I stare at it for three full seconds. Then I stand, reach for my jacket, and head for the boardroom.

Christian meets me outside the executive conference room with a leather folder and the expression of a man who slept even less than I did.

"You look terrible," he says.

"Good morning to you too."

He hands me the folder. "Updated trust addendum. Read it on the way in if you'd like more reasons to hate our father."

"I already have enough."

Christian's mouth twitches. It doesn't reach humor. "They're taking this seriously. Yesterday's contract meeting was clean, but the board doesn't know about that.
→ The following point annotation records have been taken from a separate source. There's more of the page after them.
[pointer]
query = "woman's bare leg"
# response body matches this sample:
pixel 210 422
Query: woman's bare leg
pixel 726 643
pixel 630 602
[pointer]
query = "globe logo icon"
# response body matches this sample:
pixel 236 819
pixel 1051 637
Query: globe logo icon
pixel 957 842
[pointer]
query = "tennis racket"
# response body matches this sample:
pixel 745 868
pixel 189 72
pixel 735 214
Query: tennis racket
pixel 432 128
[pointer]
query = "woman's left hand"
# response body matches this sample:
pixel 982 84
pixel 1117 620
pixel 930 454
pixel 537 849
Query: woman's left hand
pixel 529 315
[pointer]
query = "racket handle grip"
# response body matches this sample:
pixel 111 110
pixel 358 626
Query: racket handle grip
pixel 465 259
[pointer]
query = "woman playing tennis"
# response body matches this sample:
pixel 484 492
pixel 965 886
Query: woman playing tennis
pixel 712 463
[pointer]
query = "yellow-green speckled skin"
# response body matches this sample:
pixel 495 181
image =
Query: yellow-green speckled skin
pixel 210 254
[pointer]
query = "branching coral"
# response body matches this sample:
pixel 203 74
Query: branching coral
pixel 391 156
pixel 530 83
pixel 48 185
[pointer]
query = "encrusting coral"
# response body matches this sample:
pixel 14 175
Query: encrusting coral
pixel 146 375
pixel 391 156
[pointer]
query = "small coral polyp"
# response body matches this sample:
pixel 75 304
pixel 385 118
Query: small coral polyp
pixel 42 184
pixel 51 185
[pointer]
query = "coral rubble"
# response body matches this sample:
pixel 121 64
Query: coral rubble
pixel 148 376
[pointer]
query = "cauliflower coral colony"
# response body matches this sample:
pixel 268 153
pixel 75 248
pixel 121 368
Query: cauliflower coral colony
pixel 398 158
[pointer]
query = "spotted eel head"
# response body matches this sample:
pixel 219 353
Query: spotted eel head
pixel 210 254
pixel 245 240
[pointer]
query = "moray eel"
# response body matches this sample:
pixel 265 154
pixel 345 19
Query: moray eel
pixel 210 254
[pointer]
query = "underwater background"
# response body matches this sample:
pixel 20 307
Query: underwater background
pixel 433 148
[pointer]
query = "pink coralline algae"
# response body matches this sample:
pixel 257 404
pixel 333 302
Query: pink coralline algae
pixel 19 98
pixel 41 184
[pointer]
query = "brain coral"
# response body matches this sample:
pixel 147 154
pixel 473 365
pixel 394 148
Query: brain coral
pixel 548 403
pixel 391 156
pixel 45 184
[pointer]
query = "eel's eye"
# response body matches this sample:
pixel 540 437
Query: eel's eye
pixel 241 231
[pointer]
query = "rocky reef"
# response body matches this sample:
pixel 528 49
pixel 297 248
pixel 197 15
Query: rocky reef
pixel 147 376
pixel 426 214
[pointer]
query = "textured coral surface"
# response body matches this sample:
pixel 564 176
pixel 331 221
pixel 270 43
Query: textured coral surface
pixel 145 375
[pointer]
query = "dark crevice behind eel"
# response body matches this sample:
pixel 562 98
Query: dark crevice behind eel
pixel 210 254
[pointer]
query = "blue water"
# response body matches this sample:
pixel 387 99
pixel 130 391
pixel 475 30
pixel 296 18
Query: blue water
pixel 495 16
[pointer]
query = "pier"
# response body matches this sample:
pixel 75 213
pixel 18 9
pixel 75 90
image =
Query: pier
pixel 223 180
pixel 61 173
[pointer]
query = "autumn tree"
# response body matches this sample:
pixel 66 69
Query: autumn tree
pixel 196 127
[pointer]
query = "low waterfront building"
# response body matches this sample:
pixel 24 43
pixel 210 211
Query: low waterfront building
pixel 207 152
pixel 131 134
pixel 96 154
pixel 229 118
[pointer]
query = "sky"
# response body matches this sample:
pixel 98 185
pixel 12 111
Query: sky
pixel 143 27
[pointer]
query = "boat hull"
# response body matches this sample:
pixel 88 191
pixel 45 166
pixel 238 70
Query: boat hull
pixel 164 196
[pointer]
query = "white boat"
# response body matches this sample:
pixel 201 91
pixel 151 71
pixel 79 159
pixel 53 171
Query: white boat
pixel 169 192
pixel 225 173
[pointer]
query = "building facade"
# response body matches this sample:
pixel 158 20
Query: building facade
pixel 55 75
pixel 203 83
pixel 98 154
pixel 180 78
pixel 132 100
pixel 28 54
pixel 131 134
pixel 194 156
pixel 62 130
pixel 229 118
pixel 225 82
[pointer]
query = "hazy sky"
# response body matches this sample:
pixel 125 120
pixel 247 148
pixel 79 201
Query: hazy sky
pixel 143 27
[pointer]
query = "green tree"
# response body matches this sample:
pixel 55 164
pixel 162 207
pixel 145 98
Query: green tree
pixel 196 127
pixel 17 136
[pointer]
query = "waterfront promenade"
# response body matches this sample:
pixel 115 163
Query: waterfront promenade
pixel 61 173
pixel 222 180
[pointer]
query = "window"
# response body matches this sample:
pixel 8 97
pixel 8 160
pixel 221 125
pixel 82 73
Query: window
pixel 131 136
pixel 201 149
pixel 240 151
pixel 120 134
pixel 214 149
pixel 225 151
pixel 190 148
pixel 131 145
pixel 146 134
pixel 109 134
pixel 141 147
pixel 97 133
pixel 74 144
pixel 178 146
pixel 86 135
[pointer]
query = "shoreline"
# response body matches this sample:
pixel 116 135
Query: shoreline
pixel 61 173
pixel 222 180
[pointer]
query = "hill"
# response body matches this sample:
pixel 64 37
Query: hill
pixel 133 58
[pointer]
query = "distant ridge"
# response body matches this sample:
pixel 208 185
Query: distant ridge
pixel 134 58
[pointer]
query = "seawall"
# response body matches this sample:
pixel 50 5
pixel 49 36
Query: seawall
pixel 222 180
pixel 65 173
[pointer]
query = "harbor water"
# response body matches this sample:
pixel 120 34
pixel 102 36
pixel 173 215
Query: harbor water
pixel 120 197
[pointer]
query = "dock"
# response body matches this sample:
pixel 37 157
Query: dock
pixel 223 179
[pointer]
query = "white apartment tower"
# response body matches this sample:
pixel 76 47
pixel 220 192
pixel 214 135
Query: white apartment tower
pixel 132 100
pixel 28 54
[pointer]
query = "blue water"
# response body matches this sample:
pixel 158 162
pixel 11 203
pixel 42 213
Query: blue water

All they know is what the cameras showed them."

"I know."

"Do you?" He stops walking. I stop too. "You announced an engagement by making out with your former employee on the steps of an arena in front of cameras. That is either romantic or catastrophic." He gives me a pointed look. "You don't exactly have a history of being romantic."

"She signed the contract. We're aligned."

"Are you?"

I don't answer.

He studies me for half a second longer than is comfortable, then opens the boardroom door.

One long table stretches out. Three directors sit on the opposite side as us. Three expressions that say they smell fraud and are disappointed it isn't easier to prove.